Painful periods or dysmenorrhea have always been a common problem for women. Millions of women suffer 4-7 days of severe abdominal cramps together with irritability, insomnia, depression, and generalized pain requiring medications like ibuprofen and antidepressants. Dr. Antonio Lasco and colleagues at the University of Messina in Italy took the first step in what I predict will be a major trip forward in relieving the suffering of these women by publishing their results from yet another randomized controlled trial.
Antonino Lasco, MD; Antonino Catalano, MD; Salvatore Benvenga, MD Improvement of Primary Dysmenorrhea Caused by a Single Oral Dose of Vitamin D: Results of a Randomized, Double-blind, Placebo-Controlled Study Arch Intern Med. 2012;172(4):366-367. doi:10.1001/archinternmed.2011.715
First, the authors found that the lower the vitamin D level, the worse the periods. Second, the authors found that a single dose of 300,000 IU of vitamin D (equivalent to 5,000 IU/day) had dramatic results in relieving dysmenorrhea over the next two months. These results came despite the average baseline levels being around 30 ng/ml, a relatively high vitamin D level for a group or population. However, the paper came with a sensible warning in the form of an editorial, saying that no one should take 300,000 IU in an effort to stop painful periods based on one trial.
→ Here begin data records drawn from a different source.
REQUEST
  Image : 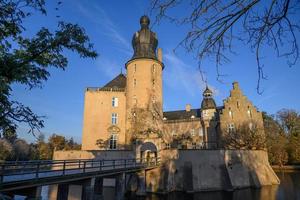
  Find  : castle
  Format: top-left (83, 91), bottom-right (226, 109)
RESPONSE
top-left (49, 16), bottom-right (279, 196)
top-left (82, 16), bottom-right (263, 161)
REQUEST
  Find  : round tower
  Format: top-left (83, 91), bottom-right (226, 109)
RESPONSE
top-left (126, 16), bottom-right (164, 144)
top-left (201, 86), bottom-right (217, 149)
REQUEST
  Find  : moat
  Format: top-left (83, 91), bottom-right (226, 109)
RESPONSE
top-left (123, 171), bottom-right (300, 200)
top-left (11, 171), bottom-right (300, 200)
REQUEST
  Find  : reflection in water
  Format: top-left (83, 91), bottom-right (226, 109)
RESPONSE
top-left (127, 172), bottom-right (300, 200)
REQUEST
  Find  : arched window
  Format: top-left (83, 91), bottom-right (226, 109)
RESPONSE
top-left (228, 108), bottom-right (233, 119)
top-left (152, 64), bottom-right (156, 73)
top-left (191, 129), bottom-right (195, 136)
top-left (111, 113), bottom-right (118, 124)
top-left (111, 97), bottom-right (119, 107)
top-left (228, 123), bottom-right (235, 133)
top-left (247, 106), bottom-right (252, 118)
top-left (109, 133), bottom-right (118, 149)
Elizabeth R. Bertone-Johnson and JoAnn E. Manson Vitamin D for Menstrual and Pain-Related Disorders in Women: Comment on “Improvement of Primary Dysmenorrhea Caused by a Single Oral Dose of Vitamin D” Arch Intern Med. 2012;172(4):367-369
I do not recommend taking a 300,000 IU mega dose. I understand the usefulness of a single high dose in a clinical study (you make sure everyone takes the medications), but I believe vitamin D should be taken daily, not every two months. The Vitamin D Council recommends 5,000 IU/day, which should raise blood levels to the 40-60 ng/ml range (a loading dose of 10,000 IU/day for ten days is also reasonable if your periods are really bad).
This is, in essence, the same dose they used in the study, spread out over two months. Although it is purely speculative, there may be a different optimal range for improving dysmenorrhea but that awaits further study. The good news is that approximately 5,000 IU/day had dramatic effects on of the most disabling conditions suffered monthly by otherwise healthy woman. Way to go Italy with yet another randomized controlled trial, which are now numbering over one hundred or so.